“The FAA's general aviation joint safety implementation team identified that AOA can save lives,” says Bowles. “The ARC has been working to streamline efforts to get that into peoples' hands, and the FAA is working on a process to do that, including a policy paper.” Industry officials say an owner today can install an uncertified AOA detector in a home-built experimental aircraft for about $800—compared to $5,000 for the same unit installed in a certified aircraft—due to regulatory requirements.
Beyond the AOA, Bowles says the list of possible safety improvements coming through a consensus process could be “huge”—airbags, parachutes, traffic alert and collision avoidance systems, terrain awareness and warning systems and more. “The thought process and mentality is beneficial for everyone,” he says.
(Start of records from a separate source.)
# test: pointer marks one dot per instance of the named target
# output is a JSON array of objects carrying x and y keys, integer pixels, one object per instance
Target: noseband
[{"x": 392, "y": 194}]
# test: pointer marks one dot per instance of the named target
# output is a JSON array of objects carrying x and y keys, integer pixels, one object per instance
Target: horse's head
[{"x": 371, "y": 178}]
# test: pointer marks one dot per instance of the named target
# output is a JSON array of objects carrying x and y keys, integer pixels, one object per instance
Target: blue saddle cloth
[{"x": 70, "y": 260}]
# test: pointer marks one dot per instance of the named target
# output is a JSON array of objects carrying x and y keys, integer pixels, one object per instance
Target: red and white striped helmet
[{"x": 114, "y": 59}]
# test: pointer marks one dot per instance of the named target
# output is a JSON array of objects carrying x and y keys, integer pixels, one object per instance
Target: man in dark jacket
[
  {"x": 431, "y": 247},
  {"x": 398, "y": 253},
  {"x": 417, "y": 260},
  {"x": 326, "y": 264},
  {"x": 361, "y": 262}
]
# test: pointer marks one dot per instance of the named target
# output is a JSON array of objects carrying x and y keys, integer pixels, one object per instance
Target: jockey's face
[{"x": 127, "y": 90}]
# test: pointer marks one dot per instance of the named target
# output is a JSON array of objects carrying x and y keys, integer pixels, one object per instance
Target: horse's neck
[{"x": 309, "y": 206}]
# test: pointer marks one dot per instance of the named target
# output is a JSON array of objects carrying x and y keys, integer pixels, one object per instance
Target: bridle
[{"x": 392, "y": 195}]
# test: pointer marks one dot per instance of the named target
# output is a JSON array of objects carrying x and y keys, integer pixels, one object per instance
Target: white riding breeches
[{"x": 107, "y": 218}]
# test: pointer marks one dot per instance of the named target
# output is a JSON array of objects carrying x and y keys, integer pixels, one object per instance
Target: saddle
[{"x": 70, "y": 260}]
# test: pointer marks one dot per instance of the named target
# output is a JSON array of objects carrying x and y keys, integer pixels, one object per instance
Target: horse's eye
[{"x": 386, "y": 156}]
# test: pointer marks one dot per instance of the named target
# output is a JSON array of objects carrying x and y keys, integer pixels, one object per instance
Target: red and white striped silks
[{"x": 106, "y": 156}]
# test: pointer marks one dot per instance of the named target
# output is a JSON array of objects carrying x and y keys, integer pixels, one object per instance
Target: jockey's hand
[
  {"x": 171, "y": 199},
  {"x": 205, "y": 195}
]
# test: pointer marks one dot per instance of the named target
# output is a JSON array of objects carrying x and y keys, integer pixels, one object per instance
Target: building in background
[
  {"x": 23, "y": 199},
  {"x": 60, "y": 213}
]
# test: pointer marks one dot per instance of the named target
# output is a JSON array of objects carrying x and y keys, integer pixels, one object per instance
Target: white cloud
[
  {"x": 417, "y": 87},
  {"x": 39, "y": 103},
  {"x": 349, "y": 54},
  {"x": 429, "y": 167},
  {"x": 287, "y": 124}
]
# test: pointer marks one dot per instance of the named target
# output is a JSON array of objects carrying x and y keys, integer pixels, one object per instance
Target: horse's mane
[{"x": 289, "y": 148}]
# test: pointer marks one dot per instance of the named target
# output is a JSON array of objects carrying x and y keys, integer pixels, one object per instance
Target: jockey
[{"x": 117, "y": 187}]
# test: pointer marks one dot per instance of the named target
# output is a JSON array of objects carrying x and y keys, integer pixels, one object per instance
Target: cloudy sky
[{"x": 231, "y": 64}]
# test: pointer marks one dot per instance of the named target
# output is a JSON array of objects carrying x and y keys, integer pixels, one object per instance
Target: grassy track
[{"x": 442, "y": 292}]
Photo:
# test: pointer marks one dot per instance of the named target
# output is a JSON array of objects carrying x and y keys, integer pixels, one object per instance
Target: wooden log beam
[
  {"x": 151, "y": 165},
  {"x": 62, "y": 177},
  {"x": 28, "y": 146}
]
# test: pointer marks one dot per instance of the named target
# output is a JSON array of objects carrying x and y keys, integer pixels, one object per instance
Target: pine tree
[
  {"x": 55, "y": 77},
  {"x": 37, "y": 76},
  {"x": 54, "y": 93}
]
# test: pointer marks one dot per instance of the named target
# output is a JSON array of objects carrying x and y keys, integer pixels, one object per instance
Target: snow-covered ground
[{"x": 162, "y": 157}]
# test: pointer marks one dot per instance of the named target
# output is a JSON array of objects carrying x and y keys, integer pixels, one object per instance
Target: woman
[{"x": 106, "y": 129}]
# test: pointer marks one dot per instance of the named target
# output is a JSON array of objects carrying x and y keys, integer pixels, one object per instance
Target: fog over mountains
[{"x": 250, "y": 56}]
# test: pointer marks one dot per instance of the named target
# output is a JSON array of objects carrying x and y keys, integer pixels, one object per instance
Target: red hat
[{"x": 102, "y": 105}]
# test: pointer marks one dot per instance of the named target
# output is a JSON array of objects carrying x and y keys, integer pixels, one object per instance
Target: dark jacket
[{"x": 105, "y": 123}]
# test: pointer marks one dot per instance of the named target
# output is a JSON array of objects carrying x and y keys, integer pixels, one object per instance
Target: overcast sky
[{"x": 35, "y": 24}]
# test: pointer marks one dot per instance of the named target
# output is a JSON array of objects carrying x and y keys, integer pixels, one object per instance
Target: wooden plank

Once the new Part 39 rules are out, Bowles says the immediate safety benefit will be for retrofits and alterations to the existing fleet of approximately 150,000 piston-powered general aviation aircraft. “When people see the price difference between an uncertified Garmin unit for the experimental market and the same unit for a certified installation, the price threshold is crazy,” he says. “The price difference from an uncertified product to a certified product will be much more graduated in the future. It will be much more gray.”
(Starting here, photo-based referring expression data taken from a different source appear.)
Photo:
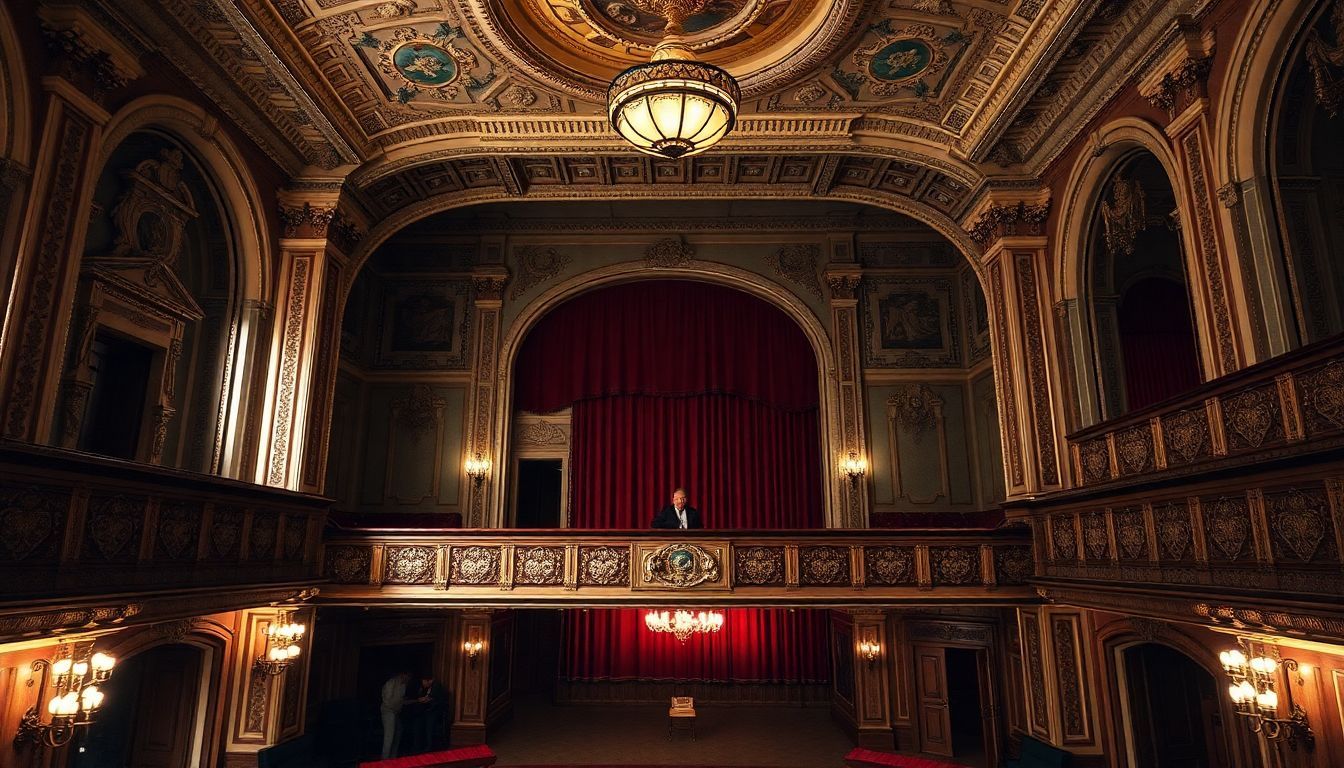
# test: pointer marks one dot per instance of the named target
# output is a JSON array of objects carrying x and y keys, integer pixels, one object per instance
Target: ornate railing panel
[
  {"x": 637, "y": 568},
  {"x": 86, "y": 541},
  {"x": 1265, "y": 410}
]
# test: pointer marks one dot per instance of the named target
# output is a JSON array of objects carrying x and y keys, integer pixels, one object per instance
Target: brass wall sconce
[
  {"x": 1254, "y": 674},
  {"x": 870, "y": 651},
  {"x": 854, "y": 467},
  {"x": 282, "y": 638},
  {"x": 473, "y": 650},
  {"x": 74, "y": 674},
  {"x": 477, "y": 467}
]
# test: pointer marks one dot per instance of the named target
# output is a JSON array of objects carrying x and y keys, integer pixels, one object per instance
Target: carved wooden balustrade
[
  {"x": 1258, "y": 413},
  {"x": 88, "y": 541},
  {"x": 571, "y": 566},
  {"x": 1223, "y": 507}
]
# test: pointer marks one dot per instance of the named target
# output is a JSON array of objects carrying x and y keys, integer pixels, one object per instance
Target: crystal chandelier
[
  {"x": 1253, "y": 674},
  {"x": 682, "y": 624},
  {"x": 282, "y": 636},
  {"x": 672, "y": 106},
  {"x": 74, "y": 675}
]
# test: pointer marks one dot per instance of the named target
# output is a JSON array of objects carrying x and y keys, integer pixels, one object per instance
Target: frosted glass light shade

Reducing the certification costs will be a more streamlined process on the FAA's side. While the agency will continue to perform independent testing and make site visits and issue type certificates, there will be less bureaucracy in the process, in part because issue papers and other project-specific documents will not be needed, says Bowles. “In the future, FAA will have standards that match the product to be certified much more closely,” he says.